Business

Manufacturers of consumer electronics will ship more than 1 billion smartphones this year, according to a CNET report on as-yet-unreleased research from accounting firm Deloitte. And that number could reach as high as 2 billion, depending on how you define "smartphone."
The firm won't release all of its numbers until next Tuesday, but there are a few things of interest until then.
What you need to know:
- One in five smartphone owners rarely or never connect to the Internet. That's about 400 million in total.
- The reasons are myriad: some don't understand it; some don't want it; some can't afford it; some aren't served by it in their area.
- In other words, there are many smartphone users out there whose needs would be satisfied by feature phones -- but either can't buy them (obsolete) or don't want to (desire for apps, touch, etc.). The use case remains, but the devices are hard to come by.

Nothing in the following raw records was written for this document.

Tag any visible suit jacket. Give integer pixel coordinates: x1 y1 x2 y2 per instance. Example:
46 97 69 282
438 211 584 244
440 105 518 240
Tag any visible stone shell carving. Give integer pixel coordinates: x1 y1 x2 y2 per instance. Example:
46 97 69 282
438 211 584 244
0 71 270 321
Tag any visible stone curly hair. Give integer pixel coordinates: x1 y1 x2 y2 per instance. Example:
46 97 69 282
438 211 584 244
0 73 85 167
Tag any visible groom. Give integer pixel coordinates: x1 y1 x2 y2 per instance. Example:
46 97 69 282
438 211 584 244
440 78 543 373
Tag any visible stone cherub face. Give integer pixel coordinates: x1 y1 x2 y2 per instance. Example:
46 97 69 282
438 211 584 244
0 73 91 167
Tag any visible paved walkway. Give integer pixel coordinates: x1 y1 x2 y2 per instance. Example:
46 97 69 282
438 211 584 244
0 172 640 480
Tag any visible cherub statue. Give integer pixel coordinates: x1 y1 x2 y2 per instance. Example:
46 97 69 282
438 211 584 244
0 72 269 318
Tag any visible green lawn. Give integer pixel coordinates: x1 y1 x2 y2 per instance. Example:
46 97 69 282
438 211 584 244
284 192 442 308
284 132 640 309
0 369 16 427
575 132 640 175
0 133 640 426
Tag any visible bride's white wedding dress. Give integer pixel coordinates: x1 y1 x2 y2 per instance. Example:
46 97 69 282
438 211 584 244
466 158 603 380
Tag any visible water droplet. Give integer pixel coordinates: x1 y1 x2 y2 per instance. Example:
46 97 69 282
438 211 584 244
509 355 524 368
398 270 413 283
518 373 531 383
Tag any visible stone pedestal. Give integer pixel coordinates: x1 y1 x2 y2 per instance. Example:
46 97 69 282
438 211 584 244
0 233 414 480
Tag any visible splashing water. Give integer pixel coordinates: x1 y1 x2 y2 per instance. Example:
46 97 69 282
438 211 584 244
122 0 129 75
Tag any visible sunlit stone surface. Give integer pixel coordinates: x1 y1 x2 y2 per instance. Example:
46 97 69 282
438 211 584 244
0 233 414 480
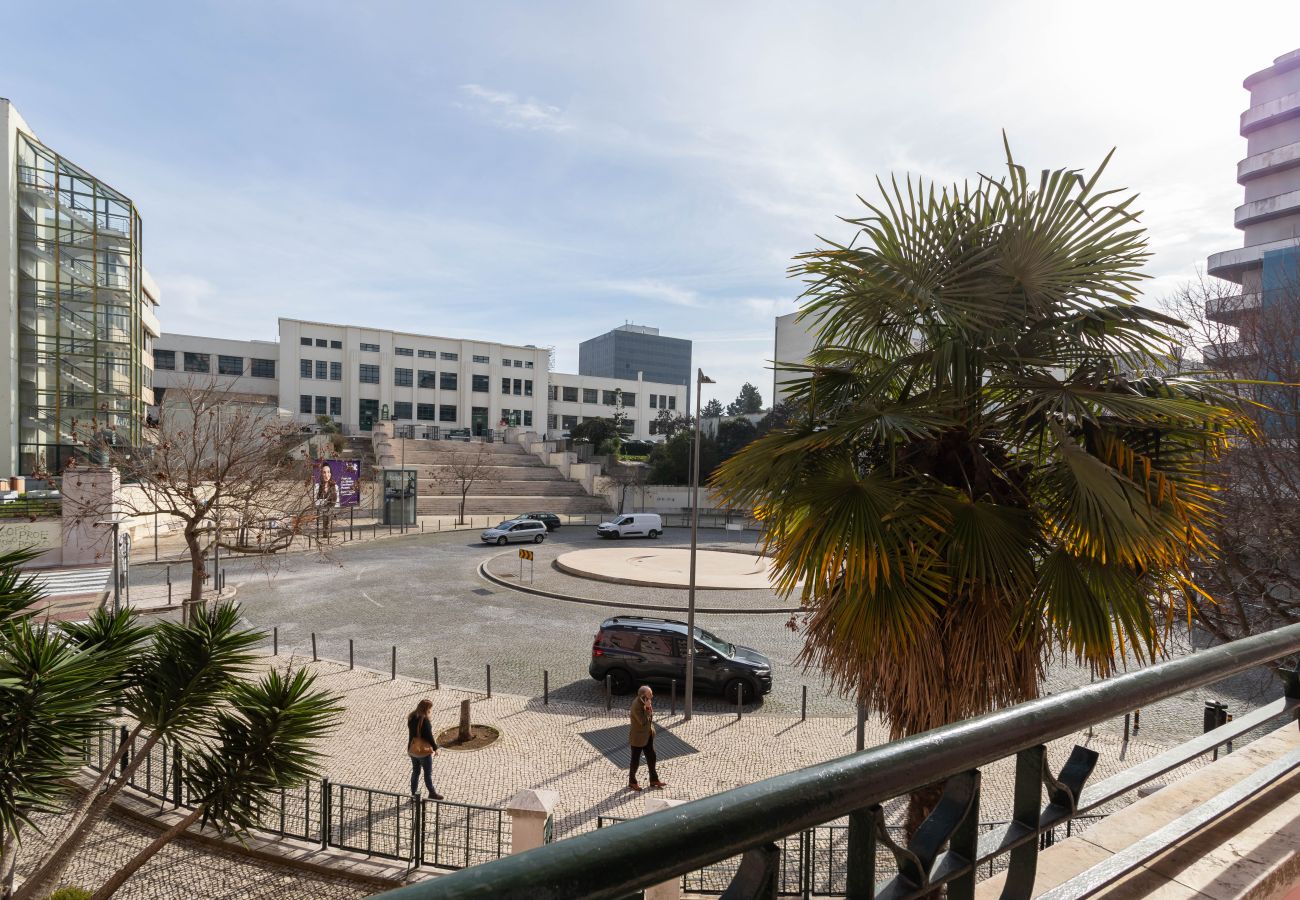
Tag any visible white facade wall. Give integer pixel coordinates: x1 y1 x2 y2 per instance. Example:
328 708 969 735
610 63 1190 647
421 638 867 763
280 319 550 436
546 372 689 441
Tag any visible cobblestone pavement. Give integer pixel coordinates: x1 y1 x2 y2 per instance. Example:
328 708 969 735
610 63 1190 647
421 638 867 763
17 801 374 900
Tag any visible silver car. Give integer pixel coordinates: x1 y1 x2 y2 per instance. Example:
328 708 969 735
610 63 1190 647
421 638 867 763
481 519 546 546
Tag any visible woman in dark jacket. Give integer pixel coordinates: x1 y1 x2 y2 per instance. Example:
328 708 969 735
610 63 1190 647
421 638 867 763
407 700 442 800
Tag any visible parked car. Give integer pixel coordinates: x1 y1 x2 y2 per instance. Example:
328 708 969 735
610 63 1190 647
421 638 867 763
480 519 546 546
588 615 772 702
519 512 560 531
595 512 663 537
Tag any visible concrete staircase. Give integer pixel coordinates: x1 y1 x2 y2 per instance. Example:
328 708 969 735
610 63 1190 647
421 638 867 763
393 438 608 516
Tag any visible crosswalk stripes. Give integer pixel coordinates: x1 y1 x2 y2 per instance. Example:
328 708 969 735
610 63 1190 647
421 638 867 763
35 566 113 597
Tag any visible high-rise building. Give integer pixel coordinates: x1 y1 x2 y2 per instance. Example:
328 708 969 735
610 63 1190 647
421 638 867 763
0 99 159 475
1205 49 1300 377
577 324 692 397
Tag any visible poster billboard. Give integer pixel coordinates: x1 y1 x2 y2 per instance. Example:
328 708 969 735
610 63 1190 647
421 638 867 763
312 459 361 509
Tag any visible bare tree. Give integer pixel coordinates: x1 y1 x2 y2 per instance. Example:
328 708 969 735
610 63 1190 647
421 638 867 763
64 382 316 618
433 443 499 525
1166 269 1300 641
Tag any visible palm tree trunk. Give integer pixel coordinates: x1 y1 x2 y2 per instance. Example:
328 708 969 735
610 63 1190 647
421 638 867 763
14 732 160 900
91 806 204 900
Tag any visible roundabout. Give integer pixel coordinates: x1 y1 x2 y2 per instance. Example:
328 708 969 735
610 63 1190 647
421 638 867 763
554 546 774 590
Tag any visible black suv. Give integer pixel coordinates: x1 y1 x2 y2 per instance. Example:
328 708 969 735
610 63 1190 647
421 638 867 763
588 615 772 702
519 512 560 531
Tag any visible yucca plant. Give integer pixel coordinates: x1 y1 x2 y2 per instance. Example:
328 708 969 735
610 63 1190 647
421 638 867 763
712 148 1249 830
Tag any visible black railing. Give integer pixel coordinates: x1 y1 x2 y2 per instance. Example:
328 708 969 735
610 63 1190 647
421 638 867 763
369 624 1300 900
83 726 510 869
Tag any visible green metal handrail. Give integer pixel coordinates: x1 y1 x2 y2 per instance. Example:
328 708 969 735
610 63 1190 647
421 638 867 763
371 624 1300 900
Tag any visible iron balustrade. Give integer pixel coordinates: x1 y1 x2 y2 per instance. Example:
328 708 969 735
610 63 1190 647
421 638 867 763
364 624 1300 900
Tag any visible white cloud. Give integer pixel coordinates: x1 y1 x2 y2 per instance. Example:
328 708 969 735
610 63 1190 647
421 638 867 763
458 85 572 131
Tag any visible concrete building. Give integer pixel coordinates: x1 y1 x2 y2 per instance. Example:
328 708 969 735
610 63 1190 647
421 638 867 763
772 312 816 406
546 372 690 441
0 99 160 475
577 324 693 388
1206 49 1300 368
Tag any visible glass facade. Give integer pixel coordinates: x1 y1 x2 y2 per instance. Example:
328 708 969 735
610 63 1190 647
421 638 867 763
16 133 147 473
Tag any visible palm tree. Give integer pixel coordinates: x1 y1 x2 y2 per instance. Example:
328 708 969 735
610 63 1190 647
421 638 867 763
712 148 1249 830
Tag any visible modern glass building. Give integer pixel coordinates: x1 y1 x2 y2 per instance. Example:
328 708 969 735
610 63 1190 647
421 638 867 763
0 100 157 473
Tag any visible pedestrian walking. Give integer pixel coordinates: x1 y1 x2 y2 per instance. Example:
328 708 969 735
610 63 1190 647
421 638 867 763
628 684 668 791
407 700 442 800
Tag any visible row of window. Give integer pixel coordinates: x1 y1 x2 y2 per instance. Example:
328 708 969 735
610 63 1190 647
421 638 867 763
550 385 650 410
153 347 276 378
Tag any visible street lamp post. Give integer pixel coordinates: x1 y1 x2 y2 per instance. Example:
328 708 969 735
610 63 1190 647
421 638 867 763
683 369 714 722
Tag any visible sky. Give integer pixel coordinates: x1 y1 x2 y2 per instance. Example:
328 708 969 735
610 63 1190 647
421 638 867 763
0 0 1300 403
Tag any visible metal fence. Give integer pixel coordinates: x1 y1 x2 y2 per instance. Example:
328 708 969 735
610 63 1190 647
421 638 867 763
82 726 510 869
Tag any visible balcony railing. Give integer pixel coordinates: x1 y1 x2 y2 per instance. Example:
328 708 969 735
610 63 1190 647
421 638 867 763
384 624 1300 900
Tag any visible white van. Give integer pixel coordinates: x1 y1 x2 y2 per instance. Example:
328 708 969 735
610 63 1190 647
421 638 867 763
595 512 663 537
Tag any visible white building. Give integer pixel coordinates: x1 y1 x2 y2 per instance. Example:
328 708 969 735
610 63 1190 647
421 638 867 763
0 98 160 476
546 372 690 441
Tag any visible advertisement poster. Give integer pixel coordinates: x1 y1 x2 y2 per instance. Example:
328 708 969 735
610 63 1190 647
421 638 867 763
313 459 361 509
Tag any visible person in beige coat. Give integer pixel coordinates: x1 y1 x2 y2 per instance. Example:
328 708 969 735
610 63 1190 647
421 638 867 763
628 684 668 791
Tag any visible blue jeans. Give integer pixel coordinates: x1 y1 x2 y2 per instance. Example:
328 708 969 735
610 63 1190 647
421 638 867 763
411 753 437 797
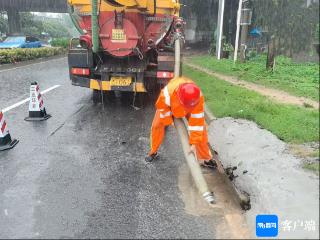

- Unsurprisingly, there's no agreed-upon definition of smartphone. Touch input or buttons? Email, or web, or apps? The term is quite broad in practice. Which makes it all a bit ambiguous: if there's no "dumb" phone anymore, is any given "smartphone" really smart, relatively speaking?
Fascinating, particularly since so many wireless carriers bundle data plans with a smartphone purchase. It is a practice that is tremendously lucrative (just ask cable TV operators), but a major source of waste for the buyer.